CHAPTER IV. ESCAPE OF THE CHILDREN.
We left the mother of Prince Charles, at the close of the last chapter, in the palace of the Louvre in Paris. Though all her wants were now supplied, and though she lived in royal state in a magnificent palace on the banks of the Seine, still she was disconsolate and unhappy. She had, indeed, succeeded in effecting her own escape from the terrible dangers which had threatened her family in England, but she had left her husband and children behind, and she could not really enjoy herself the shelter which she had found from the storm, as long as those whom she so ardently loved were still out, exposed to all its fury. She had six children. Prince Charles, the oldest, was in the western part of England, in camp, acting nominally as the commander of an army, and fighting for his father's throne. He was now fourteen years of age. Next to him was Mary, the wife of the Prince of Orange, who was safe in Holland. She was one year younger than Charles. James, the third child, whose title was now Duke of York, was about ten. He had been left in Oxford when that city was surrendered, and had been taken captive there by the Republican army. The general in command sent him to London a prisoner. It was hard for such a child to be a captive, but then there was one solace in his lot. By being sent to London he rejoined his little sister Elizabeth and his brother Henry, who had remained there all the time. Henry was three years old and Elizabeth was six. These children, being too young, as was supposed, to attempt an escape, were not very closely confined. They were entrusted to the charge of some of the nobility, and lived in one of the London palaces. James was a very thoughtful and considerate boy, and had been enough with his father in his campaigns to understand something of the terrible dangers with which the family were surrounded. The other children were too young to know or care about them, and played blindman's buff and hide and go seek in the great saloons of the palace with as much infantile glee as if their father and mother were as safe and happy as ever.

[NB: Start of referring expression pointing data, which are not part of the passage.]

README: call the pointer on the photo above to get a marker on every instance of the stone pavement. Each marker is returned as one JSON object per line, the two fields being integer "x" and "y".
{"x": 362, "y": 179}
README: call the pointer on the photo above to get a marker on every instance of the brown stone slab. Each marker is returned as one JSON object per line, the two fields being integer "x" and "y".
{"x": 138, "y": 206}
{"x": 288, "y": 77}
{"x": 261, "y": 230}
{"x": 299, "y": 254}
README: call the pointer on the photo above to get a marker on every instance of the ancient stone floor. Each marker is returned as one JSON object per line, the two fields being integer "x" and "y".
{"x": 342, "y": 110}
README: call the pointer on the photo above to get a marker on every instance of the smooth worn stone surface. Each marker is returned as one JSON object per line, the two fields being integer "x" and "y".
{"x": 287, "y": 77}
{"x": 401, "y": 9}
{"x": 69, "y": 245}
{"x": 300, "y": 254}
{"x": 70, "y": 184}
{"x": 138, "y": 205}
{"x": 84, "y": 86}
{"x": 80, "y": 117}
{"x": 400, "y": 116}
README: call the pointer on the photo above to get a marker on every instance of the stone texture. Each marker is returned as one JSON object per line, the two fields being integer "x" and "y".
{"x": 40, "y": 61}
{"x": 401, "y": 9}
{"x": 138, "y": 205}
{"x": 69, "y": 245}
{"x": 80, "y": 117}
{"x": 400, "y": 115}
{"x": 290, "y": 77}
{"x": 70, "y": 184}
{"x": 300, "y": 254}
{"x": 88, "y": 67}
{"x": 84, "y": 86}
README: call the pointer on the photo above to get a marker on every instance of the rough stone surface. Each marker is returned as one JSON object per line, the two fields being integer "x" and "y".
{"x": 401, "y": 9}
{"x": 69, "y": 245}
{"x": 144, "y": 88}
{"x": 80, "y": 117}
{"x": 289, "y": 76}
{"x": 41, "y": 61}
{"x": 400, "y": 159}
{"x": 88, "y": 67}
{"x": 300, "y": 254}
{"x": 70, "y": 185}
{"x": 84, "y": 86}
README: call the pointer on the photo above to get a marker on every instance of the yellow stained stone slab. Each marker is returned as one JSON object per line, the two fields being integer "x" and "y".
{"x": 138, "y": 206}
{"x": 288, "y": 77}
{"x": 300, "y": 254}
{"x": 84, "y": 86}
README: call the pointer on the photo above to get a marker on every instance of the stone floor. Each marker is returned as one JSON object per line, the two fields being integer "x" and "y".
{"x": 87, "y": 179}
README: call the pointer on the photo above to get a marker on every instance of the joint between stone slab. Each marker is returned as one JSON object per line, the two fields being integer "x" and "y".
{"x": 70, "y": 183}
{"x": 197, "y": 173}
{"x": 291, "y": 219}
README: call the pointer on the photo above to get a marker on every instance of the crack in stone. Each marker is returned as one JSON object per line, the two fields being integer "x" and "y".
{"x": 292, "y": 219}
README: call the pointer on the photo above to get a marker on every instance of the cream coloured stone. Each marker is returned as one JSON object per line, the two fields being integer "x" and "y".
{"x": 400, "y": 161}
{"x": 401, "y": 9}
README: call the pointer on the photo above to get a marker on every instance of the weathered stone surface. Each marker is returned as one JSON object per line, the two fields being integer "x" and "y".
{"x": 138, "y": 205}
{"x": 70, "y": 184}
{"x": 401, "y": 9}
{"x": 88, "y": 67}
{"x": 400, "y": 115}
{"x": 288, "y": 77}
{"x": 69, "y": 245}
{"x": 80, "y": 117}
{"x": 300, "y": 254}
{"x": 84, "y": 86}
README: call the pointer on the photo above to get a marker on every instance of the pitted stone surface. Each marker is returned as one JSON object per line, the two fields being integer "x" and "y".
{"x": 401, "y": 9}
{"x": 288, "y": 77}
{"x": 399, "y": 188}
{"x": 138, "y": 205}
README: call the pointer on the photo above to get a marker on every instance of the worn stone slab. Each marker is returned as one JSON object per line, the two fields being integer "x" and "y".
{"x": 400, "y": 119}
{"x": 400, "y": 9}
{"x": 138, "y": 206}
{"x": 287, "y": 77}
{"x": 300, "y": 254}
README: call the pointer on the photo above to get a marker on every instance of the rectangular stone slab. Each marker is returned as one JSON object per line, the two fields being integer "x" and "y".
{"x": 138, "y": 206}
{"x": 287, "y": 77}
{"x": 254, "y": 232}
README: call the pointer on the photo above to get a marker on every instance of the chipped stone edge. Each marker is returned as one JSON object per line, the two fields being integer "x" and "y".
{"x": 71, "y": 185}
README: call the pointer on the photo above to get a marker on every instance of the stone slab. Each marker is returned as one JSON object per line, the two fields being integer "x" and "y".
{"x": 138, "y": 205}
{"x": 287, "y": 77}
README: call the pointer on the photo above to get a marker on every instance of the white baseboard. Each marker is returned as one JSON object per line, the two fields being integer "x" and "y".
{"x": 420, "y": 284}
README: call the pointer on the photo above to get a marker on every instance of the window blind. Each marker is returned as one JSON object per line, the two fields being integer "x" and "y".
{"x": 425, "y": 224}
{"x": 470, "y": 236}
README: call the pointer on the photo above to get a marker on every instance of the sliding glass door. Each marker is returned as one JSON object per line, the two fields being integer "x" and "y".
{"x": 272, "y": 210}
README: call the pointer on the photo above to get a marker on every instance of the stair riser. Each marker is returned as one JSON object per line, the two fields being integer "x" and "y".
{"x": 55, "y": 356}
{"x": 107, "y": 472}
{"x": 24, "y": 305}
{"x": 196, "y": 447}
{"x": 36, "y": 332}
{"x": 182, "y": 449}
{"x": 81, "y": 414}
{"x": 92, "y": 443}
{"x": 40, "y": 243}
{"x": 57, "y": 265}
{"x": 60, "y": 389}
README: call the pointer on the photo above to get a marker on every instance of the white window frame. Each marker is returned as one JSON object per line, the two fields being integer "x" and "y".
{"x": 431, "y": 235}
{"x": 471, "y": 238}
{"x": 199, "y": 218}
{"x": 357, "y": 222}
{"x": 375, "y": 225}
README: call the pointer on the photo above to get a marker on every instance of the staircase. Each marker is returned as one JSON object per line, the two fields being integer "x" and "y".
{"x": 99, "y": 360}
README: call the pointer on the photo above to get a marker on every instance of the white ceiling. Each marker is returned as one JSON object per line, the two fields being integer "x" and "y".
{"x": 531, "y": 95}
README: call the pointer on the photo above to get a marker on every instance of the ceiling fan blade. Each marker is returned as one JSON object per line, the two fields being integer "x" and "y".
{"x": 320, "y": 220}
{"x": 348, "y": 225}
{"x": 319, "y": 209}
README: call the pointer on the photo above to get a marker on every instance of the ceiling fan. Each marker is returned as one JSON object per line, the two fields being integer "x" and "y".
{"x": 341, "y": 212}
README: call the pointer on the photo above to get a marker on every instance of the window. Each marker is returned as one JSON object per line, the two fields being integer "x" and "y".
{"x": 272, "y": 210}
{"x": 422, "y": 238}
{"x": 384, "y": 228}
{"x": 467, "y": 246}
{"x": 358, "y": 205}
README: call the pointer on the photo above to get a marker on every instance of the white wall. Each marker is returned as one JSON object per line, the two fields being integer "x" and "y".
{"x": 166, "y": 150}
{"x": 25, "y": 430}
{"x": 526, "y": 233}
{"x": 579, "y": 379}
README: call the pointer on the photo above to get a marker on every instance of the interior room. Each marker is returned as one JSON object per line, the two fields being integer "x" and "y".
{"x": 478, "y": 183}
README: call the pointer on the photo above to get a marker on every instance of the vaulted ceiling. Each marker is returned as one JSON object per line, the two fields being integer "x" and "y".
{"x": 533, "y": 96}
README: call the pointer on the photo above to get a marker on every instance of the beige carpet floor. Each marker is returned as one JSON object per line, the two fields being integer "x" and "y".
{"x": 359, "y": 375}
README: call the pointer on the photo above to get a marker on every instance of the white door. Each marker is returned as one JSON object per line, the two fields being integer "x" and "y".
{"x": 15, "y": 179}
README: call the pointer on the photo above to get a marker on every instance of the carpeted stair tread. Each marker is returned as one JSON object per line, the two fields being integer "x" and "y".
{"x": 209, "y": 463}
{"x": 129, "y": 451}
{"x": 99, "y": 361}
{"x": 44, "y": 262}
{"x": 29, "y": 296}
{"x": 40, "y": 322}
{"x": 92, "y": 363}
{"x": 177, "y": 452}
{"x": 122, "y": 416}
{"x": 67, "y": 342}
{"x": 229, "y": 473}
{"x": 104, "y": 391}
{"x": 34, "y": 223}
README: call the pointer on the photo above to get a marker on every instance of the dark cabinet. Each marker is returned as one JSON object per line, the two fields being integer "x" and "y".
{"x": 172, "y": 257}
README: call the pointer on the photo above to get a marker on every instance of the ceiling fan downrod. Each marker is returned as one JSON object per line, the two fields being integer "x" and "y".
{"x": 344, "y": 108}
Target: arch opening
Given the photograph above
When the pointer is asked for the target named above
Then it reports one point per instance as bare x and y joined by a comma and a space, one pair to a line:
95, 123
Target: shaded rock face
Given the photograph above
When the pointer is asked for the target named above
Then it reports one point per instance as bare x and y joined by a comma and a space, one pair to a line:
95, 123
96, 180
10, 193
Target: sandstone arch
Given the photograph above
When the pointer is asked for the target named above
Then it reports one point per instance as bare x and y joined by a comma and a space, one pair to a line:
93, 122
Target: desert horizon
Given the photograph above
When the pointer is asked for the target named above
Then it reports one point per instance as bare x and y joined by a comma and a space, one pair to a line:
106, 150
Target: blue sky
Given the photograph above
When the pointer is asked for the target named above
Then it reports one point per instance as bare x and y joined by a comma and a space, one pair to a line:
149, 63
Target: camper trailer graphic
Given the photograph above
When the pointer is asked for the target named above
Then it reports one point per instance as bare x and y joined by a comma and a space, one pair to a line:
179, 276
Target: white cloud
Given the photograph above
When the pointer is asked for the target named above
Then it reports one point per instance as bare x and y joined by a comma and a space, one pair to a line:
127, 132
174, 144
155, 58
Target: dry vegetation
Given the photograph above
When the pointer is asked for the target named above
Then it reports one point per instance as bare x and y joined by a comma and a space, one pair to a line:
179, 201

Though they felt thus no uneasiness and anxiety for themselves, their exiled mother mourned for them, and was oppressed by the most foreboding fears for their personal safety. She thought, however, still more frequently of the babe, and felt a still greater solicitude for her, left as she had been, at so exceedingly tender an age, in a situation of the most extreme and imminent danger. She felt somewhat guilty in having yielded her reluctant consent, for political reasons, to have her other children educated in what she believed a false system of religious faith, and she now prayed earnestly to God to spare the life of this her last and dearest child, and vowed in her anguish that, if the babe were ever restored to her, she would break through all restrictions, and bring her up a true believer. This vow she afterward earnestly fulfilled.
The child, it will be recollected, was left, when Henrietta escaped from Exeter, in the care of the Countess of Morton, a young and beautiful, and also a very intelligent and energetic lady. The child had a visit from its father soon after its mother left it. King Charles, as soon as he heard that Essex was advancing to besiege Exeter, where he knew that the queen had sought refuge, and was, of course, exposed to fall into his power, hastened with an army to her rescue. He arrived in time to prevent Essex from getting possession of the place. He, in fact, drove the besieger away from the town, and entered it himself in triumph. The queen was gone, but he found the child.
The king gazed upon the little stranger with a mixture of joy and sorrow. He caused it to be baptized, and named it Henrietta Anne. The name Henrietta was from the mother; Anne was the name of Henrietta's sister-in-law in Paris, who had been very kind to her in all her troubles. The king made ample arrangements for supplying Lady Morton with money out of the revenues of the town of Exeter, and, thinking that the child would be as safe in Exeter as any where, left her there, and went away to resume again his desperate conflicts with his political foes.
Lady Morton remained for some time at Exeter, but the king's cause every where declined. His armies were conquered, his towns were taken, and he was compelled at last to give himself up a prisoner. Exeter, as well as all the other strongholds in the kingdom, fell into the hands of the parliamentary armies. They sent Lady Morton and the little Henrietta to London, and soon afterward provided them with a home in the mansion at Oatlands, where the queen herself and her other children had lived before. It was a quiet and safe retreat, but Lady Morton was very little satisfied with the plan of remaining there. She wished very much to get the babe back to its mother again in Paris. She heard, at length, of rumors that a plan was forming by the Parliament to take the child out of her charge, and she then resolved to attempt an escape at all hazards.